I feel like all I ever talk or write about it a) my busy schedule and b) being tired. But it's hard to pretend those don't exist, since they are the dominating forces at the moment.
Midway through my fourth week, I'm still surviving and enjoying it even. Last night, I started night class that will last two months. It was hard to get home at 10:00 pm, and I felt extra tired today...but it is a class of 40 other student teachers from around the valley, and I really think I'll learn a lot from them and their experiences.
The teacher encouraged us to journal our experiences. She said that will help with the highs and lows we experience as teachers. So thanks to my blog, I've sort of been doing that!
She also said that had she caught us earlier in our education...she would have told us we were CRAZY for going into this profession! What? Thanks! But she's right. Not an easy career path, but obviously rewarding and meaningful.
As I was teaching math today, I felt my own frustrations surge and I need to learn how to handle them. It's hard to not feel like you're not doing a good enough job teaching when some kids "get it" and others don't. Logically, I know that not everyone learns at the same time and in the same way or same speed. But emotionally, that's hard to swallow and accept. I hate seeing some of the kids zone out because they just don't understand "greater than" or "less than". It makes me feel flustered and frustrated. I don't let THEM know that, but I can tell when I start to feel my voice dry out and the need for the air to be on 60 degrees that I'm hot and bothered. Poor little kids. I don't feel frustrated at THEM, but at myself. I need to learn that balance.
Planning lessons sort of reminds me of planning for motherhood. You have this mental plan of how things should go, and you never factor in all the bumps in the road that throw your plan off. Planning a perfect lesson can sound great in your head, and then the kids are too wild, ask to go to the bathroom too many times, get distracted by their neighbor playing with a piece of string and snot running down their nose!
My mom always says "Blessed are the flexible, for they shall not be bent out of shape". So true!
Really though, I just want to take all of these kids home. I love them all for such different reasons, and I really feel strongly about seeing them all as individuals. Yesterday, they were testing in their ability to write 1-100 and one little boy was sort of spacing off and looking around. Mrs. Garza though he was trying to cheat, so she sort of marched up to him and said "Nathan, keep your eyes on your paper! Don't cheat!". And then marched away back to the class (he was with me at the back table). What she didn't see when she walked away were his eyes filled with tears and how hard he was trying to hold back his sadness. I knew he wasn't trying to cheat. And I knew she wasn't trying to be mean. Keeping on top of 20 6 year olds isn't easy! So I just said "Nathan, it's okay. You are doing such a great job! Don't worry, you're not in trouble". And he took some deep breaths and calmed down.
As tired as I am, I am trying really hard to make the little time I have with my girls be good time. I don't get on the computer, I give them lots of hugs and I try to seem really interested in all they have to say. So far, I don't think anyone has been too negatively impacted by the extreme change in our lives. We're making it work. And since the girls are in school most the day, they can relate to what I'm doing at work. It's all sort of connected.
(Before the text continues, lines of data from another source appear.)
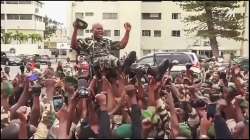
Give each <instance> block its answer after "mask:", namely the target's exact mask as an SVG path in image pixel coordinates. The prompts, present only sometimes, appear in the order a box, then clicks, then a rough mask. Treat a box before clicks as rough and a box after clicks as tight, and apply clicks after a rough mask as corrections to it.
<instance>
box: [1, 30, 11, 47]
mask: <svg viewBox="0 0 250 140" xmlns="http://www.w3.org/2000/svg"><path fill="white" fill-rule="evenodd" d="M1 39H2V41H3V43H4V44H9V43H10V42H11V40H12V32H7V33H3V35H2V36H1Z"/></svg>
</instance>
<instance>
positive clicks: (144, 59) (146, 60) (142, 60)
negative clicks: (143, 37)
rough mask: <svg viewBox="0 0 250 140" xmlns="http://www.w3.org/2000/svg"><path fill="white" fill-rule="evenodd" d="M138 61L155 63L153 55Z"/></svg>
mask: <svg viewBox="0 0 250 140" xmlns="http://www.w3.org/2000/svg"><path fill="white" fill-rule="evenodd" d="M138 63H140V64H153V63H154V62H153V57H152V56H149V57H145V58H143V59H141V60H139V62H138Z"/></svg>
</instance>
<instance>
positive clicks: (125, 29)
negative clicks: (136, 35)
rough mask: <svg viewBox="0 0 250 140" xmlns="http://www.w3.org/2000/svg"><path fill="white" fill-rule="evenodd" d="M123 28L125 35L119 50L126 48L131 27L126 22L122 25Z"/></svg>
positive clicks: (127, 43) (121, 41) (129, 25)
mask: <svg viewBox="0 0 250 140" xmlns="http://www.w3.org/2000/svg"><path fill="white" fill-rule="evenodd" d="M124 28H125V30H126V31H125V35H124V36H123V38H122V40H121V42H120V44H119V46H120V49H124V48H125V47H126V45H127V44H128V39H129V32H130V30H131V25H130V24H129V23H128V22H126V23H125V24H124Z"/></svg>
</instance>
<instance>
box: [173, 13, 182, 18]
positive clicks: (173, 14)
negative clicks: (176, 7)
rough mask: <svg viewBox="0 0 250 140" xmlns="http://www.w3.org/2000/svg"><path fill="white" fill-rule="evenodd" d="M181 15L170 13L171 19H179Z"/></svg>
mask: <svg viewBox="0 0 250 140" xmlns="http://www.w3.org/2000/svg"><path fill="white" fill-rule="evenodd" d="M180 18H181V13H172V19H180Z"/></svg>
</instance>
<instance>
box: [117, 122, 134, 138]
mask: <svg viewBox="0 0 250 140" xmlns="http://www.w3.org/2000/svg"><path fill="white" fill-rule="evenodd" d="M115 134H116V136H117V137H118V138H120V139H122V138H131V137H132V125H131V124H122V125H121V126H119V127H118V128H117V129H116V130H115Z"/></svg>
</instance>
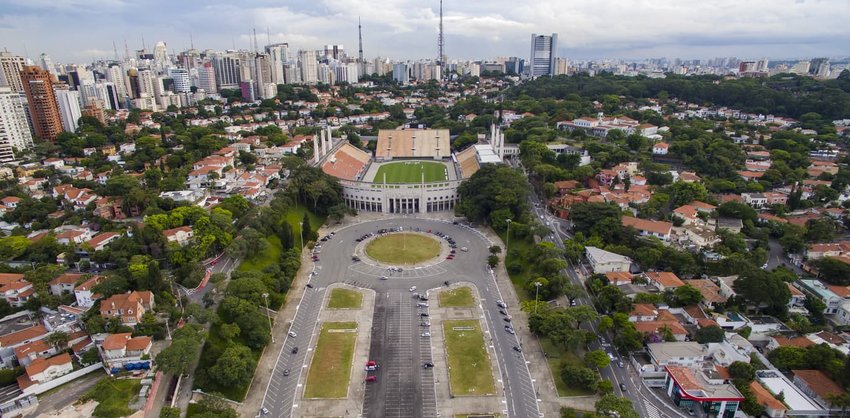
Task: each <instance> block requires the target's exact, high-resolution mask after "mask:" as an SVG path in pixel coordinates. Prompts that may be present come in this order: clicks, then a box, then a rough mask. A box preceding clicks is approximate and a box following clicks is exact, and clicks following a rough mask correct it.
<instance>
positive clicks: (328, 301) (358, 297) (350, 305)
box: [328, 288, 363, 309]
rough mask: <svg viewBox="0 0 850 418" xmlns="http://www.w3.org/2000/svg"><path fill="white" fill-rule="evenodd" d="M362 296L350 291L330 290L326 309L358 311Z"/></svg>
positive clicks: (357, 293)
mask: <svg viewBox="0 0 850 418" xmlns="http://www.w3.org/2000/svg"><path fill="white" fill-rule="evenodd" d="M362 303H363V294H362V293H360V292H358V291H356V290H351V289H340V288H336V289H334V290H331V297H330V299H329V300H328V309H360V305H362Z"/></svg>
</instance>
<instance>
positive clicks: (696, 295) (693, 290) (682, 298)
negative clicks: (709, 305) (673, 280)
mask: <svg viewBox="0 0 850 418" xmlns="http://www.w3.org/2000/svg"><path fill="white" fill-rule="evenodd" d="M673 296H674V297H675V299H676V303H677V304H678V305H679V306H691V305H696V304H698V303H700V302H702V300H703V296H702V293H700V291H699V289H697V288H695V287H693V286H691V285H689V284H686V285H684V286H679V287H677V288H676V290H674V291H673Z"/></svg>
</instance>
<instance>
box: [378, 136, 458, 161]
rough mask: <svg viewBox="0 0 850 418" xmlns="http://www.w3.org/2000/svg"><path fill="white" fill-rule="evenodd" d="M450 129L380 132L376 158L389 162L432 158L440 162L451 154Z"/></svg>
mask: <svg viewBox="0 0 850 418" xmlns="http://www.w3.org/2000/svg"><path fill="white" fill-rule="evenodd" d="M449 141H450V135H449V130H448V129H382V130H380V131H378V144H377V146H376V147H375V157H376V158H377V159H378V160H382V161H389V160H392V159H393V158H432V159H435V160H440V159H443V158H446V157H448V156H449V153H450V152H451V146H450V142H449Z"/></svg>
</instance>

Tomorrow, my supervisor is observing me teach another Math lesson, so wish me luck (and patience).
3 comments:
I can't even imagine the patience is must require to teach a math lesson at all much less to 6 year olds! I can relate to trying to make every moment at home with your girls good ones. There are some days when I only get to see Ava for 2-3 hours. I have been really trying extra hard to make them good ones and spend some quality time with just her doing exactly what she wants to do. It is hard some times because all I can think about is the list of things I need to get done. But, I can tell that she is thriving on that attention so it makes it all so worth it!
I really do love to read your posts of your teaching experiences. I can relate to so much of what you are explaining and going through. Every once in a while when financing seem to waiver and get tight, QUinn will bring up the idea of me going back to work and then he realizes what that would do to our little family and I REMEMBER how hard it was, when we only had 2! I am lucky HE has figured out how to make it work, so I can be home. You are do an amazing job handling your situation, and I can only imagine you are teaching your girls some great things along the way!
I can't even imagine adding in an actual career to our busy days! Bravo to you.